Now the query is simple:

SELECT 
    u.id,
    u.name,
    u.email,
    COALESCE(s.order_count, 0) as order_count,
    COALESCE(s.total_spent, 0) as total_spent,
    s.last_order_at as last_order
FROM users u
LEFT JOIN user_order_summary s ON s.user_id = u.id
WHERE u.created_at > '2016-01-01'
ORDER BY s.total_spent DESC NULLS LAST
LIMIT 100;

Result: 45ms! 100x faster than the original.

Step 6: Add Application-Level Caching

For data that doesn’t change often, cache in Redis:

import redis
import json

redis_client = redis.Redis(host='localhost', port=6379, db=0)

def get_top_users(cache_ttl=300):
    cache_key = 'dashboard:top_users'
    
    # Try cache first
    cached = redis_client.get(cache_key)
    if cached:
        return json.loads(cached)
    
    # Query database
    query = """
        SELECT 
            u.id,
            u.name,
            u.email,
            COALESCE(s.order_count, 0) as order_count,
            COALESCE(s.total_spent, 0) as total_spent,
            s.last_order_at as last_order
        FROM users u
        LEFT JOIN user_order_summary s ON s.user_id = u.id
        WHERE u.created_at > '2016-01-01'
        ORDER BY s.total_spent DESC NULLS LAST
        LIMIT 100
    """
    
    result = db.execute(query).fetchall()
    data = [dict(row) for row in result]
    
    # Cache for 5 minutes
    redis_client.setex(cache_key, cache_ttl, json.dumps(data))
    
    return data

First request: 45ms (database) Subsequent requests: <1ms (cache)

Step 7: Optimize Other Slow Queries

I found more slow queries using pg_stat_statements:

-- Enable pg_stat_statements
CREATE EXTENSION IF NOT EXISTS pg_stat_statements;

-- Find slowest queries
SELECT 
    query,
    calls,
    total_time,
    mean_time,
    max_time
FROM pg_stat_statements
ORDER BY mean_time DESC
LIMIT 20;

This showed several N+1 query problems in our code.

N+1 Query Problem

Bad code:

# Get all users
users = User.query.all()

# For each user, get their orders (N+1 queries!)
for user in users:
    orders = Order.query.filter_by(user_id=user.id).all()
    print(f"{user.name}: {len(orders)} orders")

This executes 1 query for users + N queries for orders = N+1 queries.

Fixed with eager loading:

from sqlalchemy.orm import joinedload

# Single query with JOIN
users = User.query.options(joinedload(User.orders)).all()

for user in users:
    print(f"{user.name}: {len(user.orders)} orders")

Now it’s just 1 query.

Partial Indexes

For queries that filter on specific values, partial indexes are smaller and faster:

-- Instead of indexing all orders
CREATE INDEX idx_orders_status ON orders(status);

-- Index only pending orders (most queries filter for this)
CREATE INDEX idx_orders_pending ON orders(status) 
WHERE status = 'pending';

Partial indexes are smaller, so they fit in memory better.

VACUUM and ANALYZE

PostgreSQL needs regular maintenance:

-- Update statistics for query planner
ANALYZE;

-- Reclaim space from deleted rows
VACUUM;

-- Both at once
VACUUM ANALYZE;

I set up a cron job to run this nightly:

# /etc/cron.d/postgres-maintenance
0 2 * * * postgres psql -d myapp -c "VACUUM ANALYZE;"

Connection Pooling

Our app was creating a new database connection for every request.
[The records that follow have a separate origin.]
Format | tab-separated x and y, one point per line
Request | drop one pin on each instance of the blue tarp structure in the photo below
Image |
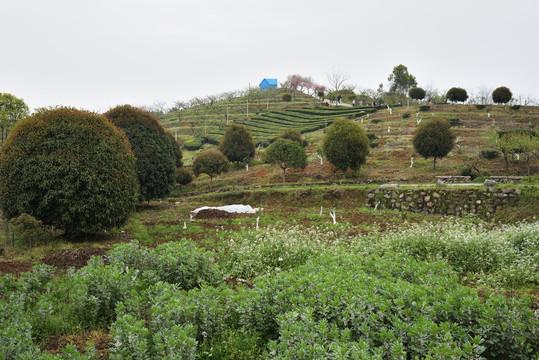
267	84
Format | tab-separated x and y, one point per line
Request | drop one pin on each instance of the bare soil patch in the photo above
15	267
218	214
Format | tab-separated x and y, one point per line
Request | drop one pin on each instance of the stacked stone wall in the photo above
481	201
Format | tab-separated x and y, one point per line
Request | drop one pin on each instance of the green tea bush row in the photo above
505	256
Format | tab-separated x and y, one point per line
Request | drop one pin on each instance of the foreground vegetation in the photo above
307	291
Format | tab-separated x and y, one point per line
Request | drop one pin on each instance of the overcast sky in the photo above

This is slow.

I added PgBouncer for connection pooling:

# /etc/pgbouncer/pgbouncer.ini
[databases]
myapp = host=localhost port=5432 dbname=myapp

[pgbouncer]
listen_addr = 127.0.0.1
listen_port = 6432
auth_type = md5
auth_file = /etc/pgbouncer/userlist.txt
pool_mode = transaction
max_client_conn = 100
default_pool_size = 20

Application now connects to PgBouncer (port 6432) instead of PostgreSQL directly (port 5432).

Result: Connection overhead reduced from ~10ms to <1ms.

Monitoring

I set up monitoring with pg_stat_statements and Grafana:

-- Queries per second
SELECT 
    COUNT(*) / 60.0 as qps
FROM pg_stat_statements
WHERE query_start > NOW() - INTERVAL '1 minute';

-- Cache hit ratio (should be >99%)
SELECT 
    sum(blks_hit) / (sum(blks_hit) + sum(blks_read)) as cache_hit_ratio
FROM pg_stat_database;

-- Active connections
SELECT COUNT(*) FROM pg_stat_activity WHERE state = 'active';

I alert when:

  • Cache hit ratio < 95%
  • Active connections > 80
  • Slow queries > 1s

Results Summary

OptimizationQuery TimeImprovement
Original5200ms-
Added indexes1200ms77%
Optimized join850ms84%
Composite index320ms94%
Denormalization45ms99.1%
Redis cache<1ms99.98%

Lessons Learned

  1. Measure first - Use EXPLAIN ANALYZE before optimizing
  2. Indexes are crucial - But don’t over-index
  3. Denormalize for reads - Write complexity for read speed
  4. Cache aggressively - Redis is fast
  5. Monitor continuously - Performance degrades over time

Common Mistakes

1. Too many indexes

Every index slows down writes. I had 15 indexes on the orders table. Removed 8 unused ones.

2. Not using LIMIT

Always limit results:

-- Bad: returns all rows
SELECT * FROM users;

-- Good: returns only what you need
SELECT * FROM users LIMIT 100;

**3. SELECT ***

Only select columns you need:

-- Bad: transfers unnecessary data
SELECT * FROM users;

-- Good: only what's needed
SELECT id, name, email FROM users;

4. Implicit type conversions

-- Bad: can't use index (user_id is integer)
WHERE user_id = '123'

-- Good: correct type
WHERE user_id = 123

Tools I Use

  • EXPLAIN ANALYZE - Query execution plans
  • pg_stat_statements - Query statistics
  • pgBadger - Log analyzer
  • PgBouncer - Connection pooling
  • Redis - Caching layer

Conclusion

Database optimization is an ongoing process. These changes took a week but improved user experience dramatically.

Key takeaways:

  • Use EXPLAIN ANALYZE to find bottlenecks
  • Add indexes strategically
  • Denormalize for read-heavy workloads
  • Cache frequently accessed data
  • Monitor query performance

Our dashboard now loads in under 100ms. Users are happy, and so am I.

Performance matters. Invest time in optimization.